Citi and Goldman Sachs among banks to use OSTTRA’s optimisation and compression service following launch

The service has allowed banks to optimise their notional, initial margin (IM) and capital exposures on a multilateral basis.

By Wesley Bray

OSTTRA’s TriOptima has announced that its combined credit optimisation and compression service for mitigation of bilateral counterparty credit risk and reduction of outstanding gross notional has launched with participation from several investment banks.   

A 40% initial margin optimisation saving for credit has been delivered by the triBalance service, meanwhile triReduce has eliminated $21.5 billion of gross notional value from CMBX Index Mortgage-Backed Securities (MBS).  

Both services’ combined strength has allowed banks including Goldman Sachs and Citi to optimise their notional, initial margin (IM) and capital exposures on a multilateral basis.  

The efficiencies which came about from optimisation happened just before the annual SIMM recalibration on 4 December, a process which saw these specific risk weights increased.  

Therefore, the timing of the run was critical in order to stop the IM increase which otherwise would have happened automatically.  
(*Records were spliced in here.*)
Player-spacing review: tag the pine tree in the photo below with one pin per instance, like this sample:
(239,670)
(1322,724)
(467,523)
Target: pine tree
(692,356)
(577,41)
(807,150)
This was then followed by the credit compression cycle which helped to reduce MBS exposures in the market, allowing risk mitigation opportunities to consequently be unlocked. 
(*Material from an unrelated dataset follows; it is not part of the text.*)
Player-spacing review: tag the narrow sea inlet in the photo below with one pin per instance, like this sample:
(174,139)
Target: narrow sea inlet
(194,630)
According to TriOptima, this initiative perfectly demonstrates how optimisation and compression can be synchronised to maximise the benefit for banks, forming the blueprint for extended coordination between these two processes across other asset classes.  

“We are pleased with the triBalance service and welcome scalable solutions that optimise margin and capital for industry participants,” said Dave Bolatin, global head of FICC capital & portfolio optimisation at Goldman Sachs. “We actively manage participation in multilateral services that facilitate risk reduction with OTC participants & CCPs.” 

TriOptima’s multilateral network provides comprehensive asset class coverage for optimisation.  

By adding credit, the service is positioned to optimise across all derivative asset classes, FX, commodities, equities and credit derivatives.  

“A change in industry focus from gross to net exposure means more clients wish for optimisation and compression to work in tandem,” said Erik Petri, head of triBalance at TriOptima.  

“When it comes to credit derivative markets, optimisation needs to be closely followed by compression. In aggregate, our service ensures banks reduce funding costs associated with margin and capital requirements, while at the same time manage the risk of gross notional.”